Peng Shixuan, Chen Qisheng, Ke Weiqi, Wu Yongjun
Department of Oncology, The First People's Hospital of Xiangtan City, Xiangtan, Hunan, 411101, People's Republic of China.
Department of Oncology, Graduate Collaborative Training Base of The First People's Hospital of Xiangtan City, Hengyang Medical School, University of South China, Hengyang, Hunan, 421001, People's Republic of China.
Vasc Health Risk Manag. 2025 Jun 11;21:461-476. doi: 10.2147/VHRM.S511277. eCollection 2025.
Despite significant advancements in early reperfusion therapy and pharmacological treatment, which have reduced mortality rates after myocardial infarction in recent decades, the in-hospital mortality rate remains high due to factors such as rapid disease progression, comorbid conditions, and potential complications. We aimed to develop and validate a predictive model for in-hospital mortality in myocardial infarction patients.
LASSO regression analysis, univariate analysis, and multivariate logistic analysis were used to construct the nomogram in the training set, followed by model comparison, internal validation, and sensitivity analysis.
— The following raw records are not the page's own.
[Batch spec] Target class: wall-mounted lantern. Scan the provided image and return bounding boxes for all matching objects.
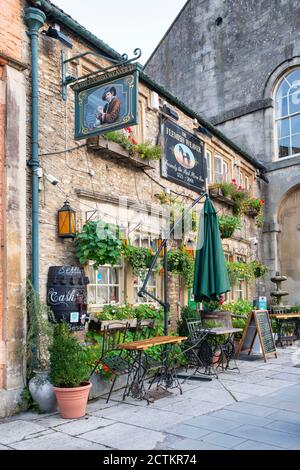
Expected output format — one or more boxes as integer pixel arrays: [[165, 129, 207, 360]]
[[58, 201, 76, 238]]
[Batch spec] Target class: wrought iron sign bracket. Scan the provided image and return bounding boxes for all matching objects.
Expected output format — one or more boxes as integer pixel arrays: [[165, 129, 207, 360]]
[[61, 48, 142, 100]]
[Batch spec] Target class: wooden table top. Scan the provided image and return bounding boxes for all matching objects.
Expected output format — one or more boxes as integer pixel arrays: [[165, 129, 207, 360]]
[[119, 336, 187, 351], [270, 312, 300, 320], [201, 326, 243, 335]]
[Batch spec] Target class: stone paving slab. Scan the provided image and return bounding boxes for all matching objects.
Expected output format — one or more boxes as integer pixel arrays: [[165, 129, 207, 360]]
[[201, 432, 245, 449], [184, 415, 240, 432], [162, 424, 210, 439], [11, 431, 107, 450], [228, 425, 300, 450], [234, 440, 285, 451], [84, 423, 164, 450], [209, 407, 276, 427], [0, 420, 47, 444], [55, 416, 114, 436], [266, 421, 300, 436], [225, 402, 274, 417]]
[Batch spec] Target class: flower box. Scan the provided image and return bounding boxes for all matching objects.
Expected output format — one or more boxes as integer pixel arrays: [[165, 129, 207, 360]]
[[87, 136, 155, 170]]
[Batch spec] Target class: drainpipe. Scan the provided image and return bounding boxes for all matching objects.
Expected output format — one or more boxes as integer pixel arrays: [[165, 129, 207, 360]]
[[25, 7, 46, 293]]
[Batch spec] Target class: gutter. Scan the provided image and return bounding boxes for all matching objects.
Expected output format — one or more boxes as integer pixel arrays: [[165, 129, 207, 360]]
[[24, 7, 46, 294], [30, 0, 122, 59]]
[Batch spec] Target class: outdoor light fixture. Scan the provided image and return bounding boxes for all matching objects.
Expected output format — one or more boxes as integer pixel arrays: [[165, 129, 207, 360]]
[[42, 26, 73, 49], [162, 104, 179, 121], [58, 201, 76, 238]]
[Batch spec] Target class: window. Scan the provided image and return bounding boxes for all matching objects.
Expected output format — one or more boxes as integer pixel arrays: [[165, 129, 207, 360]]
[[275, 69, 300, 158], [87, 266, 121, 306], [215, 155, 228, 183], [205, 150, 212, 184]]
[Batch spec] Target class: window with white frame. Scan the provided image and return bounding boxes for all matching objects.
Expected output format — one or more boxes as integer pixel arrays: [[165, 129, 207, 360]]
[[215, 155, 228, 183], [87, 265, 121, 307], [205, 150, 212, 184], [131, 232, 158, 304], [275, 69, 300, 158]]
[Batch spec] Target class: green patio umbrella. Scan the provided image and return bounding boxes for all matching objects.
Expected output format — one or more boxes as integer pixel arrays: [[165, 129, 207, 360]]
[[193, 198, 231, 302]]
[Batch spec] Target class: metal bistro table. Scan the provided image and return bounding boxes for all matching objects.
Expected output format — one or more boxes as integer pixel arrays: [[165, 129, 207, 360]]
[[199, 327, 243, 372], [119, 336, 187, 404]]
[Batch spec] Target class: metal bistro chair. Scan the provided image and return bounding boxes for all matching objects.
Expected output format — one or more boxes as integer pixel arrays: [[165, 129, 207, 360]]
[[184, 319, 217, 377], [90, 320, 131, 403]]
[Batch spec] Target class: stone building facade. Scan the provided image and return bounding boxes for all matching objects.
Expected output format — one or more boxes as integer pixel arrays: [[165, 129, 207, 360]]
[[146, 0, 300, 304], [0, 0, 28, 416], [0, 0, 264, 416]]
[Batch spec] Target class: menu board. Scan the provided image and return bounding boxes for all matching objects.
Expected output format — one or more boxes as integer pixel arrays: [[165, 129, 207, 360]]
[[237, 310, 277, 362]]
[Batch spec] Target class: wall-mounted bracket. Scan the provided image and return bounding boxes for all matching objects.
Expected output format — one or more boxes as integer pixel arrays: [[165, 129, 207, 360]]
[[61, 48, 142, 100]]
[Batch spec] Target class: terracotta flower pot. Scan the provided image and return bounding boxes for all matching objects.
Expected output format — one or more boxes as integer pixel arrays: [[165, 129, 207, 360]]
[[53, 382, 92, 418]]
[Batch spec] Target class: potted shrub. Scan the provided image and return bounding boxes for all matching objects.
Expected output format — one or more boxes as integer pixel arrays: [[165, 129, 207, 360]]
[[218, 215, 241, 238], [49, 323, 92, 418], [24, 280, 57, 413]]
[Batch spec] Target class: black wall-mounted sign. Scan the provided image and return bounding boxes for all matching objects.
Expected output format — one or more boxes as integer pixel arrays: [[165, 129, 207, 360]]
[[47, 266, 89, 330], [161, 121, 206, 193], [72, 65, 138, 140]]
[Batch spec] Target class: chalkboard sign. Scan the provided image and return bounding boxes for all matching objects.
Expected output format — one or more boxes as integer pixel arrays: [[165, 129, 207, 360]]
[[237, 310, 277, 362]]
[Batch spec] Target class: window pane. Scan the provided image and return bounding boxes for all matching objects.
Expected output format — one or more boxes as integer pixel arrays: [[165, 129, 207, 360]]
[[88, 286, 96, 304], [97, 287, 109, 304], [109, 287, 119, 302], [97, 268, 108, 284], [89, 266, 97, 284], [278, 137, 290, 158], [292, 134, 300, 155], [290, 115, 300, 137], [277, 118, 290, 139], [109, 268, 119, 284], [276, 97, 288, 118], [289, 89, 300, 114]]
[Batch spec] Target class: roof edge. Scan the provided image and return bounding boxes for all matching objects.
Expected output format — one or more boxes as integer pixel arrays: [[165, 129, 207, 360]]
[[140, 70, 266, 172], [29, 0, 122, 59]]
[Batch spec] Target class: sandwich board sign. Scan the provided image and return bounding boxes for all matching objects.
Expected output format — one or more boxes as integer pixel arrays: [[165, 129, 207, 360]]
[[237, 310, 277, 362]]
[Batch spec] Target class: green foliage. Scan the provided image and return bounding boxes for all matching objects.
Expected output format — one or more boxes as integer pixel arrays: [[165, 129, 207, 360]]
[[75, 221, 122, 269], [103, 131, 162, 160], [218, 215, 241, 238], [226, 260, 268, 285], [178, 305, 200, 336], [49, 323, 91, 388], [222, 299, 253, 315], [122, 245, 153, 277], [168, 248, 194, 287], [23, 279, 54, 380]]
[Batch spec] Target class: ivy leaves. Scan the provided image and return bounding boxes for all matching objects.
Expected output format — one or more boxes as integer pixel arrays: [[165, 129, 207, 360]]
[[75, 221, 122, 269]]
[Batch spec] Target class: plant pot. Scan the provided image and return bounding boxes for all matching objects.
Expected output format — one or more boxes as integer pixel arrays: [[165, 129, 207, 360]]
[[53, 382, 92, 418], [28, 370, 57, 413], [220, 228, 235, 238]]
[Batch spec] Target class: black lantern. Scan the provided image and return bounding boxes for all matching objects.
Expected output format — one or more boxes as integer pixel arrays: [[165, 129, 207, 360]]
[[58, 201, 76, 238]]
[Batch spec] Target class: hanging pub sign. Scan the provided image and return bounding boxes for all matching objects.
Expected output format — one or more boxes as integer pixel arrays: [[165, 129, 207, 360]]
[[72, 65, 138, 140], [161, 121, 206, 192]]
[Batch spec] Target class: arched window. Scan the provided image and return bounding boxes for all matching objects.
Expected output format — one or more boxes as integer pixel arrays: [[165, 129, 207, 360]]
[[275, 69, 300, 158]]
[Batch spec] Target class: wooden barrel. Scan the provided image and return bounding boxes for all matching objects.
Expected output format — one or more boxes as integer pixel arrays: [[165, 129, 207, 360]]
[[201, 310, 232, 328]]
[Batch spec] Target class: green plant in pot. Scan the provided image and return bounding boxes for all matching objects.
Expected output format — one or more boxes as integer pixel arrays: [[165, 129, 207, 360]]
[[75, 220, 122, 269], [49, 323, 92, 418], [23, 280, 57, 413], [218, 215, 241, 238]]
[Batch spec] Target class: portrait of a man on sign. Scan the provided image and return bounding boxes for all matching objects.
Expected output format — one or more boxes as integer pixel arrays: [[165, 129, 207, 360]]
[[74, 69, 137, 139]]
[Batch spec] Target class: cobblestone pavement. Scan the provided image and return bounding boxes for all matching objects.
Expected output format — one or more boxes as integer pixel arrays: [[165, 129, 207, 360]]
[[0, 345, 300, 450]]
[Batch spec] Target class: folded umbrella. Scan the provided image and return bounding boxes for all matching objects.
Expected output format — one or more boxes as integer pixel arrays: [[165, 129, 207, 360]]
[[193, 198, 231, 302]]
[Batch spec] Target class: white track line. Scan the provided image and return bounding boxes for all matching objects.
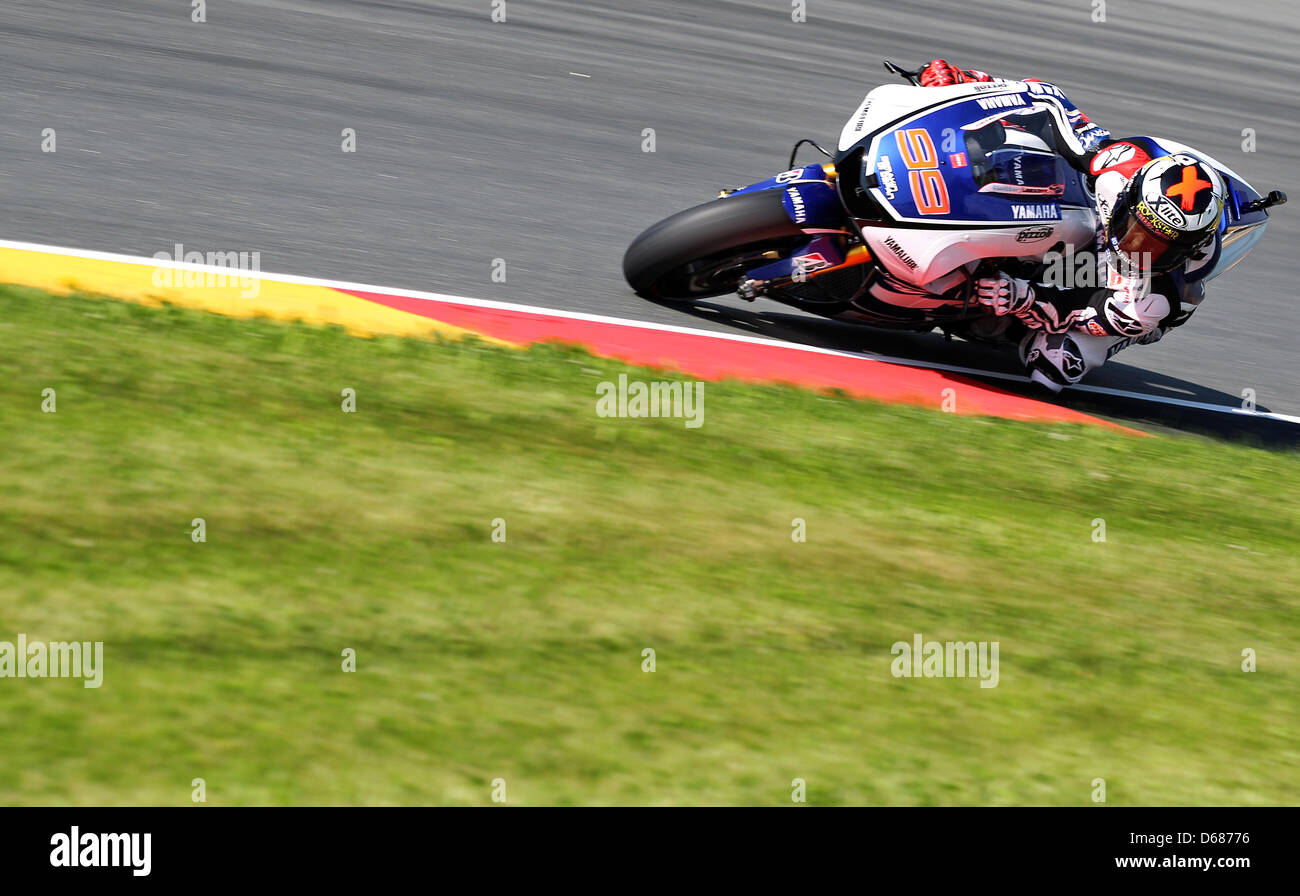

The analysis comprised 4688 patients in total. The population of patients was randomly assigned to the training set (n = 3512) and validation set (n = 1176). According to the results of LASSO regression analysis and other results, our nomogram contained a total of 10 independent variables related to patient death, including age, respiratory rate, blood glucose, lactate, PTT, BUN, cerebrovascular disease, chronic lung disease, mild liver disease, and metastatic solid cancer. Moreover, the web calculator and nomogram performed exceptionally well at predicting in-hospital death in myocardial infarction patients. The AUC for the training and validation sets' respective prediction models was 0.869 (95% CI: 0.849-0.889) and 0.846 (95% CI: 0.807-0.875) (<0.01). Compared to the Sequential Organ Failure Assessment (SOFA), the nomogram showed greater discrimination in the training and validation sets, and the calibration plots demonstrated an adequate fit for the nomogram in predicting the risk of in-hospital mortality in both groups. The decision curve analysis (DCA) of the nomogram demonstrated a higher net benefit in the training and validation sets and in terms of clinical usefulness than the SOFA.
We developed a useful nomogram model and developed a nomogram-based web calculator to predict in-hospital mortality in myocardial infarction patients, which will support doctors in patient counseling and logical diagnosis and therapy.
尽管早期再灌注治疗和药物治疗取得了显著进展,近几十年来心肌梗死后的死亡率有所降低,但由于疾病进展迅速、合并症和潜在并发症等因素,住院死亡率仍然很高。我们旨在开发并验证一种预测心肌梗死患者住院死亡率的模型。
在训练集中使用套索回归分析、单因素分析和多因素逻辑分析来构建列线图,随后进行模型比较、内部验证和敏感性分析。
分析共纳入4688例患者。患者群体被随机分为训练集(n = 3512)和验证集(n = 1176)。根据套索回归分析结果和其他结果,我们的列线图共包含10个与患者死亡相关的独立变量,包括年龄、呼吸频率、血糖、乳酸、部分凝血活酶时间、血尿素氮、脑血管疾病、慢性肺病、轻度肝病和转移性实体癌。此外,网络计算器和列线图在预测心肌梗死患者住院死亡方面表现出色。训练集和验证集各自预测模型的曲线下面积(AUC)分别为0.869(95%可信区间:0.849 - 0.889)和0.846(95%可信区间:0.807 - 0.875)(P < 0.01)。与序贯器官衰竭评估(SOFA)相比,列线图在训练集和验证集中显示出更大的区分度,校准图表明列线图在预测两组患者住院死亡风险方面拟合良好。列线图的决策曲线分析(DCA)显示,在训练集和验证集中以及在临床实用性方面,其净效益均高于SOFA。
我们开发了一个有用的列线图模型,并开发了基于列线图的网络计算器来预测心肌梗死患者的住院死亡率,这将有助于医生进行患者咨询以及合理的诊断和治疗。